National councils can do the following if their government is not acting to support or assist persons with disabilities:

  1. try to get the main press and media outlets in the country to report on the situation.
  2. campaign on social media and encourage all stakeholders to share the information on their accounts across the different media.
  3. report the situation to the ombudsperson in their country.
  4. ask other active human rights organisations in the country to help, such as for example the Red Cross, Amnesty International, Save the Children.
  5. get in touch with EDF, submit information on the situation and ask EDF for assistance in relation to their government.
  6. contact Catalina Devandas, the UN Special Rapporteur on the rights of persons with disabilities, to ask for support in relation to their government. You can also contact the UN Committee on the Rights of Persons with Disabilities and outline the situation. The email address of the secretariat is crpd@ohchr.org.

Addendum by the European Disability Forum:

Unfortunately, in this case, a lot of advocacy has passed to virtual means, especially through the internet and social media. This puts persons with lack of digital access, or digital education, at a disadvantage.

We strongly advise you to contact national disability organisations and human rights institutions.

Online petitions in platforms such as avaaz and change.org can be useful, especially to reach the media (many journalists are also stuck at home). Communication with national governments is done digitally and we see an increased openness to more informal forms of communications (through social media like twitter and Facebook for example). Social media has also gained importance in terms of pressuring governments.

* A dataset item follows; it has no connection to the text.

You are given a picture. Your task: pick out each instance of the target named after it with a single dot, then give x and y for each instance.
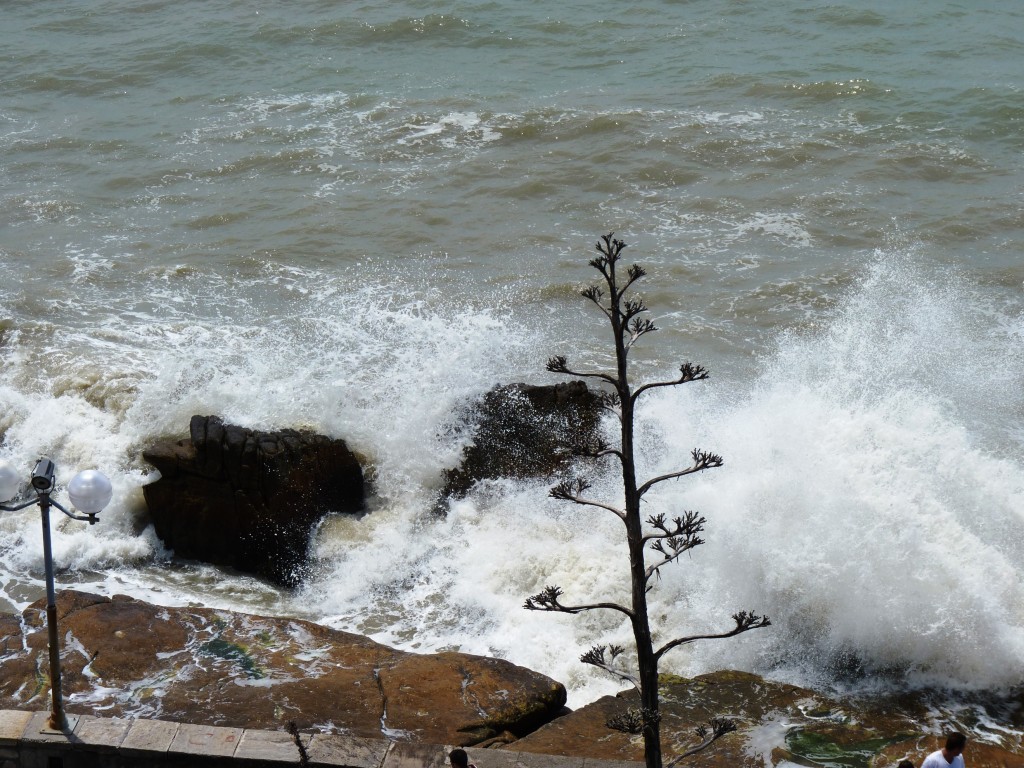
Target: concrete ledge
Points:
(88, 741)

We also see an increased attention to reports by journalists and of somewhat increased interest of journalists in some countries to our issues – if you see articles about the situation of other discriminated groups (older people, racialized people, etc), we suggest that you contact the journalist to provide additional information about persons with disabilities.


Question specifically for CERMI

How many complaints about medical or educational exclusion (due to triage, people shouting angrily to persons with disabilities when out, lack of accessibility of virtual platorms have you received? Could you give advice on how to raise awareness of complaining in a way that I effective during the lockdown?

Answer from CERMI

At the moment we do not have concrete data on these complaints, we hope to be able to specify it in a report that is being prepared by CERMI on the impact of the pandemic on the human rights of people with disabilities.

To raise awareness we are working with the Police, with the media, as well and campaigning on our social networks.

Addendum from EDF: As said before, you should contact national disability organisations and human rights institutions.